Today we're having the Buttercream talk. If there is one thing I know it's ... Buttercream. I've made literally hundreds of batches. I am positive I could make this blindfolded.
Buttercream also know as butter icing is a type of icing used inside cakes, as a coating (meaning to cover the cake) and as decoration. It's made by creaming together the butter or fat with Confectioner Sugar (aka Powder sugar). Coloring and Flavorings are often added such as chocolate, fruit compotes or various extracts. Buttercream is a common popular topping for cupcakes, cakes, and other desserts.
Lets get started with a no Fail Buttercream Recipe.
First we are going to use the creaming method:meaning we are going to break down our Fat. In this recipe it is Crisco Shortening and Butter. I use Salted butter, it helps to cut some of the sweetness. Usually this takes 1-2 minutes on a Stand mixer speed 2 or 4. If you don't have one you will need at least a 325 watt hand mixer and your speed is only going to be 1 or 2.
The next step is to add your flavoring. This can be in any combination for an example: can be vanilla extract , butter and almond extracts. the only requirement is that they equal you flavoring measurement.

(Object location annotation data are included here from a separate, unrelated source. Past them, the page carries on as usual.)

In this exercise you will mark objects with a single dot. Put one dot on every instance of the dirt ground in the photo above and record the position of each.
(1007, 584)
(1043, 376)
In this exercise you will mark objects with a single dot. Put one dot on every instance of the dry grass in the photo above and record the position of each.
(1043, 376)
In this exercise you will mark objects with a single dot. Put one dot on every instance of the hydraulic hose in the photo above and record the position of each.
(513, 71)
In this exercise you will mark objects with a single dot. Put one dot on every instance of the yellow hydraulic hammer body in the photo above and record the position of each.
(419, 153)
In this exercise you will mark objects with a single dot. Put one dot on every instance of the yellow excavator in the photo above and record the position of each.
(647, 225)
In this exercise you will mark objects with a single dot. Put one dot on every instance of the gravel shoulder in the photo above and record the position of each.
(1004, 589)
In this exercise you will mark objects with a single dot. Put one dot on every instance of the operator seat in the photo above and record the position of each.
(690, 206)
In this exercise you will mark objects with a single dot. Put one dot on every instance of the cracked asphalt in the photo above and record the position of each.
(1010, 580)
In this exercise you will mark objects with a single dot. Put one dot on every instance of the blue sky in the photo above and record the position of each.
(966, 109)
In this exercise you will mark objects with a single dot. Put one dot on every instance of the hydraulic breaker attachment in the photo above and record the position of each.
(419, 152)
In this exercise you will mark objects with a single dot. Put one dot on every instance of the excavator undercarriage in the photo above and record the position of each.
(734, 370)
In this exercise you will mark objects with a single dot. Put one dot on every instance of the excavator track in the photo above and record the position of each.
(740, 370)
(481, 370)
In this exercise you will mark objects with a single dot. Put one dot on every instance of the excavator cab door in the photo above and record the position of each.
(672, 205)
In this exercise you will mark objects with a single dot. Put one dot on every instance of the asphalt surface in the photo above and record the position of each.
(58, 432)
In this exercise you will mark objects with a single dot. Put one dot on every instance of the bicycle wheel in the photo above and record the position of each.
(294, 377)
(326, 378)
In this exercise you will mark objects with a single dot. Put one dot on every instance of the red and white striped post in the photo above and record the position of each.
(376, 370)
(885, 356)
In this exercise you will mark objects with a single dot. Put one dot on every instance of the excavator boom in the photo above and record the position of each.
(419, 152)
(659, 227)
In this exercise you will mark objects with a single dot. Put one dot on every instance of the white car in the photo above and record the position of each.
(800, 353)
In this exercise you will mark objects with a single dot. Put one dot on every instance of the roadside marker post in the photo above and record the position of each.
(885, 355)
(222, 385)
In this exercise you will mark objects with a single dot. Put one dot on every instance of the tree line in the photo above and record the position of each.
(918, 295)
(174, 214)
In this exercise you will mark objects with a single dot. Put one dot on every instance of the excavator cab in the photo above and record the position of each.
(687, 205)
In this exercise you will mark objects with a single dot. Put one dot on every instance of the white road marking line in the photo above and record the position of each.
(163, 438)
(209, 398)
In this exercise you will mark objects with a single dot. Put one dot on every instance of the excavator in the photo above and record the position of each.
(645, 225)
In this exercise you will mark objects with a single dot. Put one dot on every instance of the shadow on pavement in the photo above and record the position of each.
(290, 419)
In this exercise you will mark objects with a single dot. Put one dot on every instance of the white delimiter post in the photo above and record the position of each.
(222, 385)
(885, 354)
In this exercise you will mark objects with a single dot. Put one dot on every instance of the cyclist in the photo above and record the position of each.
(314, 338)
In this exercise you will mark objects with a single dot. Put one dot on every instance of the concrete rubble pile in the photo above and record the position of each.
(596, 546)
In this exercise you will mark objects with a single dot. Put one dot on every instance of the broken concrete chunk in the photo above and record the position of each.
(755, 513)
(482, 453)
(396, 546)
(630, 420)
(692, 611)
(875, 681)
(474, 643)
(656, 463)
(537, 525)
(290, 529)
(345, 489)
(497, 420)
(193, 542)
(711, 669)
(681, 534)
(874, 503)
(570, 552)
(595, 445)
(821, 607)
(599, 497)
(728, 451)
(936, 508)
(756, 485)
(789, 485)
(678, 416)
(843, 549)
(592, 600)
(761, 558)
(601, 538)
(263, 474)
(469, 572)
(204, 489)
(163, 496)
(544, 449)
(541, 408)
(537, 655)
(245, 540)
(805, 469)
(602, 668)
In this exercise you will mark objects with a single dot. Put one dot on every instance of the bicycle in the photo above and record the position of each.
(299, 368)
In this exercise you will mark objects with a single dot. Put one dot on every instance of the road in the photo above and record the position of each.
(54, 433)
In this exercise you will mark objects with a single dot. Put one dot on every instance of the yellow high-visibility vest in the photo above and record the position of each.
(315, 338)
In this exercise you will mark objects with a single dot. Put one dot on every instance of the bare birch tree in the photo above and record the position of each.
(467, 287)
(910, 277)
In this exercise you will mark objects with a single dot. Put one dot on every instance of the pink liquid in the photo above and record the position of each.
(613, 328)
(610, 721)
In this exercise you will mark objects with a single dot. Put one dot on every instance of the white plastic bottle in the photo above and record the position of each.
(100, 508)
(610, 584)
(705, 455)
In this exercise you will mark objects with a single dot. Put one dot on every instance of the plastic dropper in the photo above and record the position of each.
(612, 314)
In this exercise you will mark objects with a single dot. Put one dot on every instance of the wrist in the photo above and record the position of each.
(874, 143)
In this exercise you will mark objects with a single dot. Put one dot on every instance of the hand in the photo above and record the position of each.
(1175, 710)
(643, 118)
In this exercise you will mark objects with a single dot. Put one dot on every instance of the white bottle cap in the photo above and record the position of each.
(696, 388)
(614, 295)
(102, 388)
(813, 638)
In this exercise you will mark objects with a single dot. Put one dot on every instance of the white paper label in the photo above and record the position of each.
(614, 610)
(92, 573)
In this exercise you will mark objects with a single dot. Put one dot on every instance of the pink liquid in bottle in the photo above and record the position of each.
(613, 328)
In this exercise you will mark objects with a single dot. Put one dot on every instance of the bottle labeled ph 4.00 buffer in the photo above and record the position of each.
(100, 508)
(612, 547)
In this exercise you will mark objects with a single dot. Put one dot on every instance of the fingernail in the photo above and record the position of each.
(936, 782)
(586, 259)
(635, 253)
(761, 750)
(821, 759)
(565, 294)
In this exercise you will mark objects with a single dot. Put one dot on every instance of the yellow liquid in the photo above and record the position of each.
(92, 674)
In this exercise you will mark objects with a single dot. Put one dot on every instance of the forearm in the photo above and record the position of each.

Then I always use a piece of saran wrap and wrap it around my Kitchen Aid mixer. This is to prevent a powdered sugar blitzed. I mix in the whole 2 pounds of Powder Sugar slowly . If you have a hand mixer i would mix 1-2 cups at a time.
Optional: You can add Meringue Powder ( powder egg white) this helps preserve you recipe. this allows you to leave you buttercream out overnight without it going bad.
As I am mixing the powder sugar in I start to add my liquid slowly about 1-2 tablespoons at a time. This in my case is always whole milk but you can use water the same way.
Now you have a great icing for any dessert.
Here are few facts:
- Your need to cover your buttercream so it doesn't crust over.
- Buttercream can left out overnight without refrigerating…the sugar and the Meringue Powder acts as a preservative.
- Basic Buttercream recipe can be changed by adding Flavorings: Peanut Butter, Fresh Fruit, Nutella, and etc..
- Buttercream can be stored airtight in the fridge for up to 2 weeks, honestly I always use mine within a few days.
- Buttercream can be stored airtight in the freezer for up to 6 months.
- When icing a cake, if I beat the icing on low for 10 minutes my icing becomes whiter and a smoother texture.
- Let you butter sit out to come to room temp and to soften. DO NOT put in the microwave. If you do not have time to wait, cut the butter into smaller chunks.
- Cream the butter and the shortening until s
- oft and creamy in the mixer. Usually takes 1-2 minutes. Remember if you don't have a stand mixer , you can do this with a 325 watt hand mixer.
- Add the vanilla or any combination for flavoring . Usually 1 minute.
- Add in the Powder sugar the whole bag. Unless you have a hand mixer then add 1-2 cups at a time. If I am going to add the Meringue Powder, ii would add it now as well.
- Add the milk 1-2 tablespoons at a time until you get the desired consistency.